The following were the three reasons for buying GE:
- A reputable activist investor has a major stake in GE. This investor has a track record of forcing major corporations into making changes. Typically the stocks he invests in run up after the changes are made.
- Perhaps under pressure from this investor, GE appointed a new CEO.
- The market has run up a lot. One of the proven strategies to generate outsized risk adjusted returns in bull markets is to find laggards that have not moved up but have a catalyst to move up.
The stock has come under pressure for four reasons:
- GE has major investments in oil and gas equipment and services. Oil has fallen. GE is now grouped by many with oil stocks.
- GE bought into oil and gas equipment and services business when oil prices were much higher. Analysts are pounding the table with this fact trying to generate business for their firms.
- GE was a major player in financial services. Financial stocks have moved up strongly.

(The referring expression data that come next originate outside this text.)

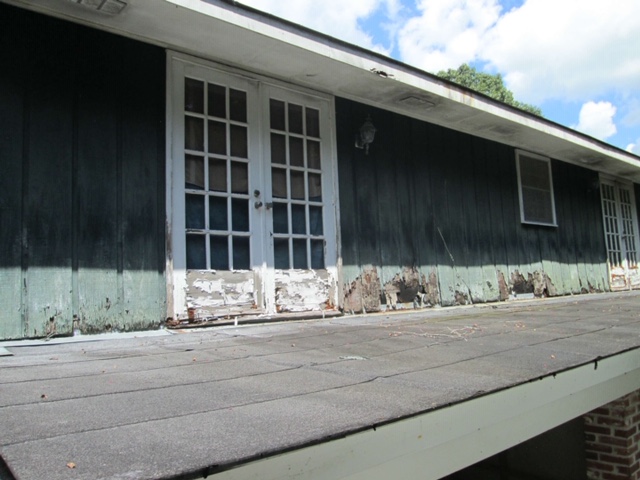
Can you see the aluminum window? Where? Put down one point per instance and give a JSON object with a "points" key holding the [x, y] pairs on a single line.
{"points": [[535, 189]]}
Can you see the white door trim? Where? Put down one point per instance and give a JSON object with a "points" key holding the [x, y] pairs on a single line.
{"points": [[179, 65]]}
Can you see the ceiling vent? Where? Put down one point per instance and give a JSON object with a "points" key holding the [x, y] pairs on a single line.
{"points": [[416, 101], [111, 7]]}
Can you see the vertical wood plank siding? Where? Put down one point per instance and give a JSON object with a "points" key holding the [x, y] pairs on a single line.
{"points": [[82, 184], [431, 216]]}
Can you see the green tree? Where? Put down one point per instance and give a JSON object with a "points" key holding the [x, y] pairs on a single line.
{"points": [[491, 85]]}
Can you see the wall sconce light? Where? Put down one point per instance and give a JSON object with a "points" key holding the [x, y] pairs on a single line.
{"points": [[366, 135]]}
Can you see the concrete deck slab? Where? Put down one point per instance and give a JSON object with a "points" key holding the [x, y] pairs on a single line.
{"points": [[181, 405]]}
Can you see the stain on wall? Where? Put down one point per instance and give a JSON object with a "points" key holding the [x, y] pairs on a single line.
{"points": [[82, 155], [434, 212]]}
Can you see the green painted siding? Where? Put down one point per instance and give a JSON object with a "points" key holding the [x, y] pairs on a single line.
{"points": [[434, 213], [82, 155]]}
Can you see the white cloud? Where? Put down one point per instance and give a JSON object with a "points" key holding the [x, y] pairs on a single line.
{"points": [[447, 33], [545, 49], [569, 49], [338, 18], [596, 119]]}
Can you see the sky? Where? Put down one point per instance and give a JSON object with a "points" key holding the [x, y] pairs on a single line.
{"points": [[578, 60]]}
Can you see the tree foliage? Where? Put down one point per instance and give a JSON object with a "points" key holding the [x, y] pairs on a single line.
{"points": [[491, 85]]}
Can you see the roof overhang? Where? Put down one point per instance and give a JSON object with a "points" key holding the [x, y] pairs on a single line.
{"points": [[261, 44]]}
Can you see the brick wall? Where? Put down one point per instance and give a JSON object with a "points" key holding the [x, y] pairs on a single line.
{"points": [[612, 437]]}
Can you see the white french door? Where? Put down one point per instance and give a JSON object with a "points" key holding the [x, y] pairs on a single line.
{"points": [[621, 233], [252, 196]]}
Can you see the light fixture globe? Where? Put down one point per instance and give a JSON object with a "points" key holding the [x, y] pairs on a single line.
{"points": [[366, 135]]}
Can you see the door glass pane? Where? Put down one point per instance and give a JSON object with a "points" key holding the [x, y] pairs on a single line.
{"points": [[280, 218], [295, 118], [217, 101], [217, 175], [194, 134], [279, 182], [196, 253], [300, 254], [296, 152], [276, 114], [240, 214], [194, 211], [317, 254], [315, 221], [281, 253], [313, 122], [218, 213], [298, 219], [239, 145], [193, 172], [241, 254], [239, 177], [315, 187], [193, 95], [219, 248], [238, 105], [278, 148], [217, 138], [297, 185], [313, 154]]}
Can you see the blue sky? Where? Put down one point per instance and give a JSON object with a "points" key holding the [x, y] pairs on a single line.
{"points": [[578, 60]]}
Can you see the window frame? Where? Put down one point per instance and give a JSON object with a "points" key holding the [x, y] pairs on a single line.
{"points": [[533, 156]]}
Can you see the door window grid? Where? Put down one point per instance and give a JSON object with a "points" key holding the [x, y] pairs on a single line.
{"points": [[620, 230], [611, 224], [628, 232], [296, 179], [216, 177]]}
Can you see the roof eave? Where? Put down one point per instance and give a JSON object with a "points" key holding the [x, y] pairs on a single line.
{"points": [[244, 38]]}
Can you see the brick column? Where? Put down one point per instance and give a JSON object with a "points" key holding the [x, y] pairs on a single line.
{"points": [[612, 437]]}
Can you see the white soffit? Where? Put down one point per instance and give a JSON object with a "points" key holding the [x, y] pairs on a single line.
{"points": [[240, 37]]}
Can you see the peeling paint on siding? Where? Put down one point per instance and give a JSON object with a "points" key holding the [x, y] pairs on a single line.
{"points": [[221, 293], [404, 288], [503, 288], [302, 290], [363, 294], [537, 283]]}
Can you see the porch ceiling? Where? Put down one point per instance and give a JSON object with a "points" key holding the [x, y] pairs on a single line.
{"points": [[246, 39]]}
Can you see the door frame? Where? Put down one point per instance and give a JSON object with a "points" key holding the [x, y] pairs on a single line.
{"points": [[616, 183], [176, 272]]}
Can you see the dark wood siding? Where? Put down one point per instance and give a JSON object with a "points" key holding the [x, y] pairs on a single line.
{"points": [[82, 155], [432, 216]]}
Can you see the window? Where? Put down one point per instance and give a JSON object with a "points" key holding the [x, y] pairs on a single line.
{"points": [[535, 188]]}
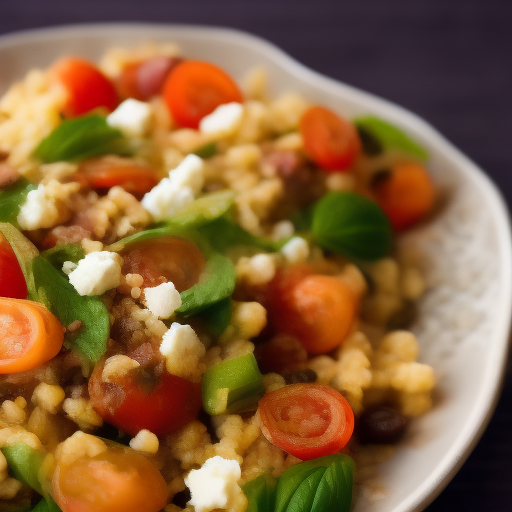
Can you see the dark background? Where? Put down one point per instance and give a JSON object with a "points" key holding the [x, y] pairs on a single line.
{"points": [[450, 61]]}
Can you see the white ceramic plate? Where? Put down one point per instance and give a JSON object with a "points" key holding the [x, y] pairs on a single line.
{"points": [[465, 316]]}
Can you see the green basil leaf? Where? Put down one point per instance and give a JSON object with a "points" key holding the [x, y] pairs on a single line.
{"points": [[51, 287], [80, 138], [260, 493], [390, 136], [12, 198], [25, 463], [351, 225], [207, 151], [334, 491]]}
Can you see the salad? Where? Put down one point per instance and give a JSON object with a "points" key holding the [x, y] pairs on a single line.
{"points": [[202, 305]]}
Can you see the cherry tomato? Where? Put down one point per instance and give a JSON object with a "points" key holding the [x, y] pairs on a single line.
{"points": [[195, 89], [142, 400], [107, 172], [318, 310], [12, 281], [165, 259], [116, 480], [306, 420], [406, 194], [329, 140], [86, 86]]}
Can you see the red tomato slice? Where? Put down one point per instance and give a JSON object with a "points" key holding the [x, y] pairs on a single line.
{"points": [[12, 281], [195, 89], [108, 172], [119, 479], [137, 402], [407, 194], [329, 140], [306, 420], [86, 86], [165, 259]]}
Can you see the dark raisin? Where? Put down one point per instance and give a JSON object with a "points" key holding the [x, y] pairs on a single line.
{"points": [[381, 425], [300, 377], [371, 145]]}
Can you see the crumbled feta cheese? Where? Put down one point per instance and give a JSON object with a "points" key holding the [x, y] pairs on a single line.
{"points": [[145, 441], [223, 121], [132, 117], [296, 250], [189, 173], [162, 300], [182, 350], [214, 485], [97, 273]]}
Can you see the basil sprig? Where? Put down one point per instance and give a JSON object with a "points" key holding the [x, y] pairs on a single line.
{"points": [[351, 225], [389, 136], [51, 287], [80, 138]]}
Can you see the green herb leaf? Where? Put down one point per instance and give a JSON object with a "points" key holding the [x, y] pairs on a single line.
{"points": [[390, 136], [260, 493], [12, 198], [84, 137], [207, 151], [241, 376], [350, 224], [25, 463], [51, 287]]}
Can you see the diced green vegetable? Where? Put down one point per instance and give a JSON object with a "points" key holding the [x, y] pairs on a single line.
{"points": [[311, 486], [51, 287], [204, 210], [25, 464], [12, 198], [241, 378], [207, 151], [84, 137], [351, 225], [260, 493], [390, 136]]}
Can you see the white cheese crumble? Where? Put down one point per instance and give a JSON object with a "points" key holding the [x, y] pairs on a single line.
{"points": [[132, 117], [162, 300], [182, 350], [214, 485], [174, 193], [296, 250], [223, 121], [96, 273]]}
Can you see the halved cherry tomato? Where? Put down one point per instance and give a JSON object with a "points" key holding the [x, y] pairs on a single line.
{"points": [[86, 86], [118, 479], [12, 281], [195, 89], [306, 420], [329, 140], [142, 400], [318, 310], [29, 335], [165, 259], [406, 194], [107, 172]]}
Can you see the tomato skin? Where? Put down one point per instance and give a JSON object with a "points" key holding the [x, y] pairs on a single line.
{"points": [[318, 310], [406, 195], [195, 89], [306, 420], [105, 173], [330, 141], [12, 281], [117, 480], [86, 86], [130, 406]]}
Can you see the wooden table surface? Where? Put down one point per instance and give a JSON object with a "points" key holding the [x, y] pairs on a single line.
{"points": [[450, 61]]}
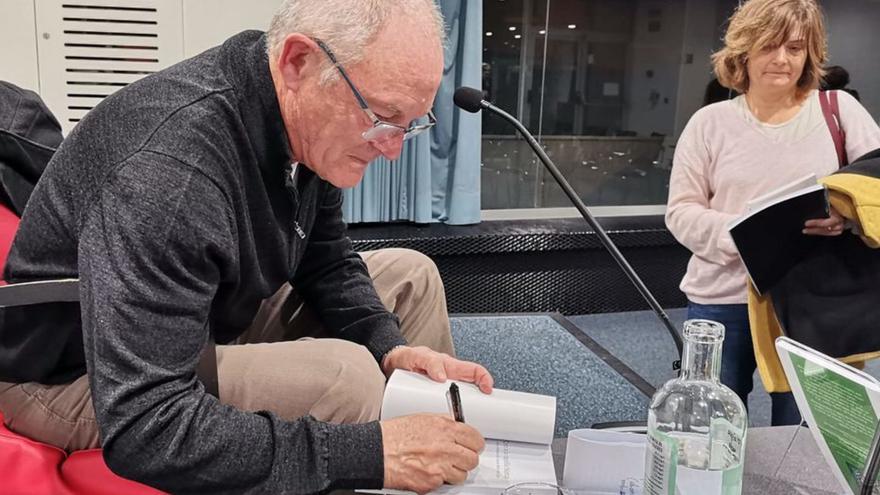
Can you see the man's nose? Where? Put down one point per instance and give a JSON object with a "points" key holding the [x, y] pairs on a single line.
{"points": [[390, 147]]}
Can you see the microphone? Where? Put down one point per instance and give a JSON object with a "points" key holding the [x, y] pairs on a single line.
{"points": [[471, 100]]}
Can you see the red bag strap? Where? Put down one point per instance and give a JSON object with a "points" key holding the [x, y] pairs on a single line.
{"points": [[831, 111]]}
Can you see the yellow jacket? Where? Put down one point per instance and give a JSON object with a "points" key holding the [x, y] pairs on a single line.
{"points": [[856, 196]]}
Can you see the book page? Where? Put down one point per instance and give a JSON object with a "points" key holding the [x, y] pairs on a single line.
{"points": [[839, 403], [504, 463], [756, 204], [502, 415]]}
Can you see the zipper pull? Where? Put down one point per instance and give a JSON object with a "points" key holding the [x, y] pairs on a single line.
{"points": [[299, 231]]}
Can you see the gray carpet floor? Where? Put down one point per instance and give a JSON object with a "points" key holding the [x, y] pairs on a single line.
{"points": [[642, 342], [535, 354]]}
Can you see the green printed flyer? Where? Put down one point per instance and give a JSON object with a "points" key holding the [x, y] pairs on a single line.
{"points": [[843, 414]]}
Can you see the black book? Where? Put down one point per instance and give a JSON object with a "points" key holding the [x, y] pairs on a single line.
{"points": [[770, 237]]}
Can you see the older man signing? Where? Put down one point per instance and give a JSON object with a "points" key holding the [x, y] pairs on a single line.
{"points": [[203, 203]]}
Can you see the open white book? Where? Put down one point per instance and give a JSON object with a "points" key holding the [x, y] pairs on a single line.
{"points": [[769, 235], [795, 188], [518, 428], [840, 404]]}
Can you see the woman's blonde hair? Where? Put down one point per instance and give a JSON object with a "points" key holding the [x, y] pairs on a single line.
{"points": [[763, 23]]}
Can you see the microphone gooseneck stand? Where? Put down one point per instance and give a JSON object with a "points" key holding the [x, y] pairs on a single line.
{"points": [[471, 100]]}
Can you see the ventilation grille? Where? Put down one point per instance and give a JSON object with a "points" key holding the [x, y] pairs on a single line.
{"points": [[91, 48]]}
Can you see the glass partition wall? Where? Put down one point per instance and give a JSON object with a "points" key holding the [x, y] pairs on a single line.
{"points": [[607, 86]]}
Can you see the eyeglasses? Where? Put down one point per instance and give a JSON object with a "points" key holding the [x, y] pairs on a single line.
{"points": [[381, 130]]}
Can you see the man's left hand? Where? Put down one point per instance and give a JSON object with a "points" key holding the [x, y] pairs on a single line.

However, GE sold its financial services before the big move up in financial stocks. This is creating a negative sentiment. Analysts are also pounding the table with this fact to generate business for their firms.
- An influential analyst has put a sell on GE stock with a $22 target.
Some of the things driving GE stock down are in the past. We need to look ahead to make money.
Also, the sentiment around the stock is very negative. Typically the time to buy is when everyone else is negative on a stock with good long-term prospects.
What To Do Now
Those in the stock may consider putting stops on a 10% tranche in the zone of $25.63 to $25.68 and a stop on the remaining 15% in the zone of $24.60 to $24.68.
Those not in the stock may wait for a signal on the Real Time Feed.